My rule is always... first observe, then play alongside with authentic interest, then ask questions. But always let them lead. They have better ideas anyway. Try finding something fun to do alongside them - and give yourself permission to be a kid too!
Independent play doesn't happen overnight, so if you're juggling working from home, give it baby steps. They will get better at it and will go for longer stretches, especially if you use novelty and toy rotation. Getting bored is a beautiful thing in my book. Research about play tells us that deep "flow state" play takes a minimum of 30 minutes to develop, so one of our greatest tools as parents is time itself, and of course trust. The longer blocks of time we can give our children for unstructured free play, the more elaborate and complex their play ideas can become. The more we can trust their play, the more confident and competent they will feel.
Tinkergarten has excellent resources on their blog and through their weekly Tinkergarten At Home email newsletter that offer play ideas with these universal play impulses in mind.
What household items should I never throw away and just give to my kids?
The old joke is true that kids love the box more than what's inside. We don't need expensive resources, special materials, and high tech toys. Kids want to transform things and they have a remarkable ability to make ordinary things interesting by using their imaginations. Our adult brains have a harder time appreciating the allure of a giant box. I never EVER throw away a giant box. It will give your child hours of independent play opportunities. Kids love things like a big box because it has no single purpose and we love it because we don't care if they destroy it. Our attitude about its potential and its destruction is powerful. We don't have to be precious about recycled yogurt containers.

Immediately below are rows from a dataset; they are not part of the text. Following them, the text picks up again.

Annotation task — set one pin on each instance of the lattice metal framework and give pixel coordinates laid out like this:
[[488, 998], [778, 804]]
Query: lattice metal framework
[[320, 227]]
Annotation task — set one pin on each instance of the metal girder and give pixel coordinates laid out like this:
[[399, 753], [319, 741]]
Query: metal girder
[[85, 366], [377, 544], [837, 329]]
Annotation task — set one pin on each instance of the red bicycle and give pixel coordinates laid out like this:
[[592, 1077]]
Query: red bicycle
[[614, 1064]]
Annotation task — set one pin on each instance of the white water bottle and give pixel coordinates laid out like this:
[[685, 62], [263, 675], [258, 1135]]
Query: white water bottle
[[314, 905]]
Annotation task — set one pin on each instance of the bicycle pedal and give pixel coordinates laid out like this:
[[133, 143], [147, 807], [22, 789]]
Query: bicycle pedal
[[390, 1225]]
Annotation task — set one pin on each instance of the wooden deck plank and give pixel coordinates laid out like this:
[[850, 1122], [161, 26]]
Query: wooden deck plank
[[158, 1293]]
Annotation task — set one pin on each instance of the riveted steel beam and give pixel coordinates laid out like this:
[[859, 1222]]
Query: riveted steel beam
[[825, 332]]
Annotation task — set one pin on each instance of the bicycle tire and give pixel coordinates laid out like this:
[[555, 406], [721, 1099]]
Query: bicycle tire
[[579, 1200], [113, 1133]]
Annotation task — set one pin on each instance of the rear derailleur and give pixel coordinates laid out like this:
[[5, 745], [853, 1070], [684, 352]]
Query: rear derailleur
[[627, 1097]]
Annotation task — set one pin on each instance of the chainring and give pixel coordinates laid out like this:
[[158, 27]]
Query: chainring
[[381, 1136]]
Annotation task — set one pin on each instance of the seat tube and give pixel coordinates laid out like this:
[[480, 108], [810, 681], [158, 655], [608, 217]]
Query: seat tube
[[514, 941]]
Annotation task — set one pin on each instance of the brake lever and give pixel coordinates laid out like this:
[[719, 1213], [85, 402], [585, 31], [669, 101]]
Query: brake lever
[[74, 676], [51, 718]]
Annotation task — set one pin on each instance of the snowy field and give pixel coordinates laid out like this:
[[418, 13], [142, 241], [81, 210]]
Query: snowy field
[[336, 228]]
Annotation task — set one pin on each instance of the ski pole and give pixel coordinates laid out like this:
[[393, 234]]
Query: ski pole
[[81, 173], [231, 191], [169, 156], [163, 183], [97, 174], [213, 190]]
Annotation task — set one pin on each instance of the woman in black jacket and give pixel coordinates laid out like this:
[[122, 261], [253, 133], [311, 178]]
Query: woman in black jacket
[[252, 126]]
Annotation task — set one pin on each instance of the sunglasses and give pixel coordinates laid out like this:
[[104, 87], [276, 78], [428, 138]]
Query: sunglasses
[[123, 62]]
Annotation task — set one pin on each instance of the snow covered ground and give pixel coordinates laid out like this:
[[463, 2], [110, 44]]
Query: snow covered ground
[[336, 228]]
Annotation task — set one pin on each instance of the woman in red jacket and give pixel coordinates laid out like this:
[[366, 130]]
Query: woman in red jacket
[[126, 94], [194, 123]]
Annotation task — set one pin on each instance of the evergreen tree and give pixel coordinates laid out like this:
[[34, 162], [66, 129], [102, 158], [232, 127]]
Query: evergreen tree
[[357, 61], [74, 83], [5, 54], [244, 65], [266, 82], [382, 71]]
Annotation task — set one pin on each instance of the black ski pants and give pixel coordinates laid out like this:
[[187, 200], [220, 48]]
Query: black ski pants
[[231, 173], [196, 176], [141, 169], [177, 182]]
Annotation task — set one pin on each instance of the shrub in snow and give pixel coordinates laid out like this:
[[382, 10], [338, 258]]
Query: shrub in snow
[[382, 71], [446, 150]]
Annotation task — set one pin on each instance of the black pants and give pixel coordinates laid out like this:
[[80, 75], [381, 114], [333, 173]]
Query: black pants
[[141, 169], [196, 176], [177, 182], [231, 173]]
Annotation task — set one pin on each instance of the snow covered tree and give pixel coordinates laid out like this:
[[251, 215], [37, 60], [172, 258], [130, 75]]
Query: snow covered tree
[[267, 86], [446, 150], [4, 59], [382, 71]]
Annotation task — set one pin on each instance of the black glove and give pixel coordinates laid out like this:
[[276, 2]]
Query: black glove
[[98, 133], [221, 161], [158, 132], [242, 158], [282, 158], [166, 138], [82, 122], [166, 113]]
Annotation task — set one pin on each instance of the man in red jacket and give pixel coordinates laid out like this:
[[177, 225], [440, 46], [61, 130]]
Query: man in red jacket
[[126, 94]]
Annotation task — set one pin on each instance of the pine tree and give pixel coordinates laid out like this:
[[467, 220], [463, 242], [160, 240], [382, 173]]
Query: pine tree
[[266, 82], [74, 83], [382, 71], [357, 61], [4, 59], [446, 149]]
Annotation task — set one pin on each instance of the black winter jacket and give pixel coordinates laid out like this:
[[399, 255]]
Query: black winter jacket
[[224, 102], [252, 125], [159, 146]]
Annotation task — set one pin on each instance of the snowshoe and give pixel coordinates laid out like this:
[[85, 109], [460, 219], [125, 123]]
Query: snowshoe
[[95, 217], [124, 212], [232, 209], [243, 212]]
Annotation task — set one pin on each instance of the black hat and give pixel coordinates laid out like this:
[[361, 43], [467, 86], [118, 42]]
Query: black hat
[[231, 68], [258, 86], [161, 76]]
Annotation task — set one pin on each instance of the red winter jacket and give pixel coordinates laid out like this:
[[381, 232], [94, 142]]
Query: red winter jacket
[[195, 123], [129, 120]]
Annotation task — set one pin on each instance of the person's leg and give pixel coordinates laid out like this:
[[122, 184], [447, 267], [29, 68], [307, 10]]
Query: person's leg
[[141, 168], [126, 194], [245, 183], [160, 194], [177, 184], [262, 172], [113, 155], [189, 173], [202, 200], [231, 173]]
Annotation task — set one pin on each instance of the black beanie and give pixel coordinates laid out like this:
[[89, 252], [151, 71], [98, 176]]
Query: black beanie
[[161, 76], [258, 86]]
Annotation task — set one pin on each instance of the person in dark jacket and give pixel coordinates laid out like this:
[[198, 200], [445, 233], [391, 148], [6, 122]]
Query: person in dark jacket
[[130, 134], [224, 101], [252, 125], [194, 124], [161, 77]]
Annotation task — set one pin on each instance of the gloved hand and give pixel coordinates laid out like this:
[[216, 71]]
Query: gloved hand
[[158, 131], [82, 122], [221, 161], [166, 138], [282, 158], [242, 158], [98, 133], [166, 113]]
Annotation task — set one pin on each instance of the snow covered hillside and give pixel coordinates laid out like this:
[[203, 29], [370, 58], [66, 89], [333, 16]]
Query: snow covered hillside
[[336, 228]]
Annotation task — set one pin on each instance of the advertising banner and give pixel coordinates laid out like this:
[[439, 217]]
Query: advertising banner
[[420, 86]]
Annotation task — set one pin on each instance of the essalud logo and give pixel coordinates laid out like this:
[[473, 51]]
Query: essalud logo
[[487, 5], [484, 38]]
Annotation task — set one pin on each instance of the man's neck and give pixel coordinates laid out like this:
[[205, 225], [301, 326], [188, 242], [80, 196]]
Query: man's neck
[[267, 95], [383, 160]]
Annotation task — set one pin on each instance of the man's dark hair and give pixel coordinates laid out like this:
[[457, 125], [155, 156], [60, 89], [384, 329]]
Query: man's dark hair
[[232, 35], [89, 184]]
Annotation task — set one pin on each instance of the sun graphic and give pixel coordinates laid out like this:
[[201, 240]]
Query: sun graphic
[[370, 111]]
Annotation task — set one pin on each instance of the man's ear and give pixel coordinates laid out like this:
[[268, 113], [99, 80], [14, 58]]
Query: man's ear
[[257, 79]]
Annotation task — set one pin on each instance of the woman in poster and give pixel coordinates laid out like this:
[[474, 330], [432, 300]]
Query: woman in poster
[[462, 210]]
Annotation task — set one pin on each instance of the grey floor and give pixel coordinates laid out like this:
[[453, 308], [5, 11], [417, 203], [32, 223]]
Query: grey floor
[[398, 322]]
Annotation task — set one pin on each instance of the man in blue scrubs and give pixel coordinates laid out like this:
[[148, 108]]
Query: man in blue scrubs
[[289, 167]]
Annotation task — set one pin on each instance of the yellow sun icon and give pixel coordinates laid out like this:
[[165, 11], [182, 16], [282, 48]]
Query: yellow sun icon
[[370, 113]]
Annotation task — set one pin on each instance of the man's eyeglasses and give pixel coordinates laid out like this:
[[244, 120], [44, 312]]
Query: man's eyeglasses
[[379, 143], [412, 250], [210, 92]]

If you give a child a toy car, then they have a toy car. If you give them a box, they have a cave, a rocket ship, a store, a train, a boat, a million possibilities. The more open ended the better, when it comes to play objects.
Things I like to hoard for my kids: Buckets, bowls, scoops, funnels, spoons, toothbrushes, tape, cardboard, tubes, string, rope, shovels, hoses, old electronics for pretend play, sheets, tarps - boards - literally 2x4 scrap boards for ramps. Water, dirt, sand, rocks, dried beans all make for stimulating sensory play mediums.
The freedom to make a mess is also a tool. Our "mud kitchen" is not pinterest worthy. It's a junk yard. It's made of recycled containers and it's always changing because the kids return to it time and time again in different and surprising ways. It's a reflection of their messy, wonderful minds.
I've learned through a lot of trial and error that a fresh heap of loose parts will challenge my kids in deeper ways than most toys, especially with the right prompt.
My own excitement about the potential - NOT the outcome - is a potent strategy. Let the end result be determined by the kids.
In terms of storage, I keep a big box in my garage for large loose parts like egg cartons, toilet paper tubes, interesting cardboard shapes, bubble wrap, tissue paper, packing paper, and larger plastic containers like syrup bottles and old ketchup bottles. I also keep a small container in the kitchen for bottle tops, plastic lids, bread ties, caps, little plastic parts.
I aim to help my kids transform recycled objects into play objects before we discard them, but I do splurge on tape because my kids love tape and it's a great medium for cardboard!